A man in our church is good friends with Muni. He stayed at Muni’s house last month–Muni was in Israel attending his brother’s funeral (his brother committed suicide). You may have heard of Muni: last week he murdered his son before taking his own life. http://www.usatoday.com/story/news/nation/2013/08/11/father-kills-son-ywca/2641333/

When the monsters in the news take on a human face, when you are aware of their despair and hopelessness, you can’t help but move from judgment to empathy and conviction. Oh, if only Muni had had an ounce of hope. He wasn’t a monster. He was in despair.

I was moved deeply by the truth, revelation, and compassion of the man in our church as he wrote to tell us about Muni. I want to share those insights with you–

As I went for a walk, trying to make sense of the senseless, it
occurred to me that God sees it all, whether He wants to or not,
whether we tell Him or not.

He is the one who sees.

He has to see the senseless, the hateful, the contemptible, the awful
and all the rest.

And even though He’s able to stop it all, He can’t stop everything
because He wants to give us a choice whether or not to choose Him,
because if there’s no choice, it’s not really love.
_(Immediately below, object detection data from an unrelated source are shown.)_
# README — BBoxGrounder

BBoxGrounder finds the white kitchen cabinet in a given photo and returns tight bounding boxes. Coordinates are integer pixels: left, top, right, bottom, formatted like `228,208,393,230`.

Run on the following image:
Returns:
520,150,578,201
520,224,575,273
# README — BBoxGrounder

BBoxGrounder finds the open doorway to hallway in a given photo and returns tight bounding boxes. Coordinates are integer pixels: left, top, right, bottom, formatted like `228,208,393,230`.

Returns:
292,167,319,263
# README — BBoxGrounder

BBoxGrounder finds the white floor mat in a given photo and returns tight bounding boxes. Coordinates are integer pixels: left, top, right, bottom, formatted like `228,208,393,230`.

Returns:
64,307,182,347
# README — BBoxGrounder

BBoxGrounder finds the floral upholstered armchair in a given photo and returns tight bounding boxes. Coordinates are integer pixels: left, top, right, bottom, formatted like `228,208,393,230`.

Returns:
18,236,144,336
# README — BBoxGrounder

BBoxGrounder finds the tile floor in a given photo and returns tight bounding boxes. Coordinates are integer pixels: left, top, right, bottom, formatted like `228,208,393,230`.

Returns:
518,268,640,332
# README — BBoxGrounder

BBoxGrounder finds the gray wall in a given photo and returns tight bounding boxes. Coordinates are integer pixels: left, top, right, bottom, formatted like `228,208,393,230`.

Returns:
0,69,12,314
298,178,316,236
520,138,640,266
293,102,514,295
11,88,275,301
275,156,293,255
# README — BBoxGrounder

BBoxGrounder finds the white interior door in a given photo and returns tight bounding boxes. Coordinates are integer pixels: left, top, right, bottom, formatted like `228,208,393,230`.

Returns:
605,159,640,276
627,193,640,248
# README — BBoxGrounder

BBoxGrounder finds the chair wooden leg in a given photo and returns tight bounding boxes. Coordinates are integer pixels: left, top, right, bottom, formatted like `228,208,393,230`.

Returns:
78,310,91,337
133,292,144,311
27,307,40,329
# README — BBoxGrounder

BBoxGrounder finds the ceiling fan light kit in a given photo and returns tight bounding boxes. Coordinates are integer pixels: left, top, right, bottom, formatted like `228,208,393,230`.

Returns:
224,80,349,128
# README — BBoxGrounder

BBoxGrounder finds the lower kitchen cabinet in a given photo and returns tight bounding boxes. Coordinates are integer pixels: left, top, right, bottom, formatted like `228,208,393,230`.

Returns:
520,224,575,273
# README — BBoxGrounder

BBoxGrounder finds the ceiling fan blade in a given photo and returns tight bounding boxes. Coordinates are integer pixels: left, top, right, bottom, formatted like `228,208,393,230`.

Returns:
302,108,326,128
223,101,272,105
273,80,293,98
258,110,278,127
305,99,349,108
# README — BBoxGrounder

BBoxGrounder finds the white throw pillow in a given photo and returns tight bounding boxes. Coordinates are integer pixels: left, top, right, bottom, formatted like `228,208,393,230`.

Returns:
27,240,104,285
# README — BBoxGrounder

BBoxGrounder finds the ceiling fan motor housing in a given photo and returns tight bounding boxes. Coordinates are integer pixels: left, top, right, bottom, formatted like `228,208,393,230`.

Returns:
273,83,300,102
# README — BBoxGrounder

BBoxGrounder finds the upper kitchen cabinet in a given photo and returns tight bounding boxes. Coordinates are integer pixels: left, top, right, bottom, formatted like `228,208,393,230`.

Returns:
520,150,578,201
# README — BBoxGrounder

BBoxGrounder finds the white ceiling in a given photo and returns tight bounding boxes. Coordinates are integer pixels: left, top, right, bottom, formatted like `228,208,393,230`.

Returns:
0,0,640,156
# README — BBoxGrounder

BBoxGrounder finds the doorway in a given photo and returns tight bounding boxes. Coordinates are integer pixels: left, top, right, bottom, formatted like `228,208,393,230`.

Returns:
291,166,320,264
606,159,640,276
So in a sense, that poor child died so that I would have an
opportunity to choose God.

It gave me a glimpse of how valuable I am to God.
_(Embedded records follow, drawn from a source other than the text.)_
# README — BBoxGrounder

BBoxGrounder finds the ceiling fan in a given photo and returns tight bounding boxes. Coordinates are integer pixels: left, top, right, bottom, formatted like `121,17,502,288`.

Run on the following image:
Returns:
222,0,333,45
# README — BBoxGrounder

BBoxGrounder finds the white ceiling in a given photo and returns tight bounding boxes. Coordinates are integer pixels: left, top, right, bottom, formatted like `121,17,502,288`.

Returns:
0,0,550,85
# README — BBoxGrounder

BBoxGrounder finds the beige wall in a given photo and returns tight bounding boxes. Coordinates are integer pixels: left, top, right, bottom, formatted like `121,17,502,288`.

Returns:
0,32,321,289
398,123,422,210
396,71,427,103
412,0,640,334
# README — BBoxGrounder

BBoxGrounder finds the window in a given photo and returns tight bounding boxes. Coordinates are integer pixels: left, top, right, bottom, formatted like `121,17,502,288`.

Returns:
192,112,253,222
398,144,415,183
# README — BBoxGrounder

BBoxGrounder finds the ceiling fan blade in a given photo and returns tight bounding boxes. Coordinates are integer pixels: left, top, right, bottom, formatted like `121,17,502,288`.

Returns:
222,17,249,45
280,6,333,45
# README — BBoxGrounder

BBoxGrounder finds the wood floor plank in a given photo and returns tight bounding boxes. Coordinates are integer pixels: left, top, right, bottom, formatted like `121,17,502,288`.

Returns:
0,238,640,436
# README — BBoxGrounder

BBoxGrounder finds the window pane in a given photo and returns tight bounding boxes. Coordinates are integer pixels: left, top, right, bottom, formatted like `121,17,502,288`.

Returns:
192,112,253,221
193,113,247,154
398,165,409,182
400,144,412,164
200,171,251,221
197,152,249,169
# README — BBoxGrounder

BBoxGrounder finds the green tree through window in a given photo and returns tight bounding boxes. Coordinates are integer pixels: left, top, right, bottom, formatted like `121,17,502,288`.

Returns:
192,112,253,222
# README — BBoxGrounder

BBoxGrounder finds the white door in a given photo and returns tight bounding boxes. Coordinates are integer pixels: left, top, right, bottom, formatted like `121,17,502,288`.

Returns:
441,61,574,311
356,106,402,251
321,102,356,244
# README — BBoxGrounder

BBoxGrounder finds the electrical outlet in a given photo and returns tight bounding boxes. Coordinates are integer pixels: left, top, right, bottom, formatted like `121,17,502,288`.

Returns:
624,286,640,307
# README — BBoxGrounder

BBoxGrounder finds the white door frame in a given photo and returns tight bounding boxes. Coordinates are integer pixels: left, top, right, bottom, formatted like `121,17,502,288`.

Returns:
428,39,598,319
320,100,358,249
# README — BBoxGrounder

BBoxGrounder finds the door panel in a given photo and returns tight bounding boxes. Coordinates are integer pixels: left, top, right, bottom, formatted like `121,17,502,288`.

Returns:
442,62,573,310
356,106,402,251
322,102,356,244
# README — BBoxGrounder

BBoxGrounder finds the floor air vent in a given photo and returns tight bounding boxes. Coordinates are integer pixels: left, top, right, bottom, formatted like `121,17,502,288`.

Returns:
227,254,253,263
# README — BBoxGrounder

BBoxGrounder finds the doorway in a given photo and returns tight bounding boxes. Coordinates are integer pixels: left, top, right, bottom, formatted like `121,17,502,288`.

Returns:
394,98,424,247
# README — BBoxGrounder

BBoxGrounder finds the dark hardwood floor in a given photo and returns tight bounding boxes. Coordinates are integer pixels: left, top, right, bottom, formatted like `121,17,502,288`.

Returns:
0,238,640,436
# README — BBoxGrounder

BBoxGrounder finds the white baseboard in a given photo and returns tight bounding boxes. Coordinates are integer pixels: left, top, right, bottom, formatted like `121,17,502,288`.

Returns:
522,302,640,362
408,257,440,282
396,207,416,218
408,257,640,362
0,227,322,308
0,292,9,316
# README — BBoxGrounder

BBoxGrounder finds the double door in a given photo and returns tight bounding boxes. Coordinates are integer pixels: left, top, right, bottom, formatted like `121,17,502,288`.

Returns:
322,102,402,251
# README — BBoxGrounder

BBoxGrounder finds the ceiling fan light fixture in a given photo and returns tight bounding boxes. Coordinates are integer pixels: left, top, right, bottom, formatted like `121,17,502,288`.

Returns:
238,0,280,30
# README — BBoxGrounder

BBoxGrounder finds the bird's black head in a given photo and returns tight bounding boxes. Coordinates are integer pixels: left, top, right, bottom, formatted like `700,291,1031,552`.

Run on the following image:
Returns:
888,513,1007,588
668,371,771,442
I don’t know exactly how it all works, but it is very hard being God.

I know it’s not something I’m really able to do, but I want to make
the depravity of this world just a little less total by living for

I want to let Him have His way in my life.

I don’t want what happened tonight, and other unspeakably awful
things, to happen as often.

I want to be a conduit of blessing.

It’s not that I think I could have stopped this: that’s not likely.

But intercession puts God into situations in ways we don’t entirely understand.

And given that Muni decided everything is hopeless, maybe it’s good
for me to maintain an attitude of hopefulness.

Even when the unspeakable happens.

After all, a good God is watching, and maybe there’s just a chance
that I can make what He sees a bit less painful.